Abstract 430: Development of a Gut-microbe Targeted Non-lethal Therapeutic to Inhibit Thrombosis Potential Without Enhanced Bleeding

Abstract

Recent clinical and animal studies show trimethylamine-N-oxide (TMAO), a microbiota-dependent metabolite derived from trimethylamine (TMA)-containing nutrients abundant in a Western diet, both promotes platelet hyperresponsiveness and thrombosis potential and is predictive of incident atherothrombotic event risks in large-scale clinical investigations. Utilizing a mechanism-based inhibitor approach targeting a major gut microbial enzyme (CutC/D) in the TMAO meta-organismal pathway, we developed choline analogues with cryptic reactive moieties that upon interaction with the microbial TMA generating enzyme, display potent, time-dependent and irreversible inhibition without affecting commensal microbial viability. In animal models, a single oral dose of mechanism-based microbial choline TMA lyase inhibitor significantly reduced (> 95% inhibition, p < 0.0001) plasma TMAO levels over a sustained period of time (up to 3 days), while limiting systemic exposure in the host. This was achieved by the selective accumulation of inhibitor at the site of action, within intestinal microbes, to millimolar levels, a concentration over a million-fold higher than needed for therapeutic effect. In animal models, inhibition of microbial TMA generation was shown to rescue diet-induced platelet hyperresponsiveness and enhanced thrombosis potential, both without increasing enhanced bleeding risk and observable toxicity.

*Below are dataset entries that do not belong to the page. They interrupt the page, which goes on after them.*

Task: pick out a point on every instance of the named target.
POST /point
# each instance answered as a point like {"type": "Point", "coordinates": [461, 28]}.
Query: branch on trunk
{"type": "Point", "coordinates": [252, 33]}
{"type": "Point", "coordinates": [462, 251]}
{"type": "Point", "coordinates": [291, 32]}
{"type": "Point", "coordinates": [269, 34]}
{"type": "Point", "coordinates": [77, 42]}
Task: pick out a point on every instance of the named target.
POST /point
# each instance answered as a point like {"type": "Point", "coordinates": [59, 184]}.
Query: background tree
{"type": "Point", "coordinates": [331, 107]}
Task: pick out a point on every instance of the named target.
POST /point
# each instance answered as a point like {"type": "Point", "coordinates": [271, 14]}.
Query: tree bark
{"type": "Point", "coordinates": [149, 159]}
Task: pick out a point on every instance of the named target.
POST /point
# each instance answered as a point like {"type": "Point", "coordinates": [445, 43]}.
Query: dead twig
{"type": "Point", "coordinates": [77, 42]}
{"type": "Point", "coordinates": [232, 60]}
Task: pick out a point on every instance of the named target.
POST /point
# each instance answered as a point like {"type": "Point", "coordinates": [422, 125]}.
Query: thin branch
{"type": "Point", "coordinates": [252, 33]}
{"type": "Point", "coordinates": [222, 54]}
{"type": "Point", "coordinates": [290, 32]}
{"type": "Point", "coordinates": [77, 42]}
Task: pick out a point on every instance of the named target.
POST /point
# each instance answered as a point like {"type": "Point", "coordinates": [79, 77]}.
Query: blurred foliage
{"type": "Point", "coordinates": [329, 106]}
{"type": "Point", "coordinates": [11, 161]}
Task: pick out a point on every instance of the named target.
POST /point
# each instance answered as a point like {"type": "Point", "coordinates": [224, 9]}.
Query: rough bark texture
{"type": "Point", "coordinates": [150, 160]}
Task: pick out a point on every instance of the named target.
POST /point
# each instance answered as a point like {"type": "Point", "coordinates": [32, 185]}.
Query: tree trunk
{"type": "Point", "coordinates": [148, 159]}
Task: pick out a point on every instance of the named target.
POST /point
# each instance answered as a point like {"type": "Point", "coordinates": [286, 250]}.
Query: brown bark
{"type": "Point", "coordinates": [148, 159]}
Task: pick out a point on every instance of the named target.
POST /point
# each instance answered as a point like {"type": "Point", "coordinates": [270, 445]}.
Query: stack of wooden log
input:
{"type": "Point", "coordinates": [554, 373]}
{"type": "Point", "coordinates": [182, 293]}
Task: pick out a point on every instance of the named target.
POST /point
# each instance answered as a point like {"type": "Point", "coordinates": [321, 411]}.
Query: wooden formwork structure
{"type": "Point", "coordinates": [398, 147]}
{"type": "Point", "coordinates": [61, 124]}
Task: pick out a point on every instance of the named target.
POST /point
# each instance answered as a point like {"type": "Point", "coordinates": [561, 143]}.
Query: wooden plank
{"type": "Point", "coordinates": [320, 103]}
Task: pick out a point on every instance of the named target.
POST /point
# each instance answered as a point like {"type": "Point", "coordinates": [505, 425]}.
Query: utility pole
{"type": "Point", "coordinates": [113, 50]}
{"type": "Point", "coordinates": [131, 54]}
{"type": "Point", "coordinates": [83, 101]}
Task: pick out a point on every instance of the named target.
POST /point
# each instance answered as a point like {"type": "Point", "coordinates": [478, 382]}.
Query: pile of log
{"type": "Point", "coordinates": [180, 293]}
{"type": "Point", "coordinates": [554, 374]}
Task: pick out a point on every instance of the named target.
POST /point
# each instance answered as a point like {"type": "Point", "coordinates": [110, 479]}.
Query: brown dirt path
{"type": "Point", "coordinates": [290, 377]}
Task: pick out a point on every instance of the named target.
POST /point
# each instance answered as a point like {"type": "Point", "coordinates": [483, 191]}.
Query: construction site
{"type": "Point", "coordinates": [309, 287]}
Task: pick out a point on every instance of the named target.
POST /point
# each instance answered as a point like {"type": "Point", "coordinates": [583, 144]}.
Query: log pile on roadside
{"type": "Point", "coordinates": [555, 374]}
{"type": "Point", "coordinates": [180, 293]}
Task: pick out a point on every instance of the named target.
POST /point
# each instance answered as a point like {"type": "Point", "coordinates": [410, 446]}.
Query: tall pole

The present studies reveal mechanism-based inhibition of microbial TMA lyase activity as a therapeutic target for reducing thrombosis potential, a critical adverse complication in heart disease. They also suggest mechanism-based inhibitors designed to concomitantly accumulate within the gut microbe may serve as a generalizable approach for the selective targeting of microbial catabolic enzymes linked to host diseases, while limiting systemic exposure in the host.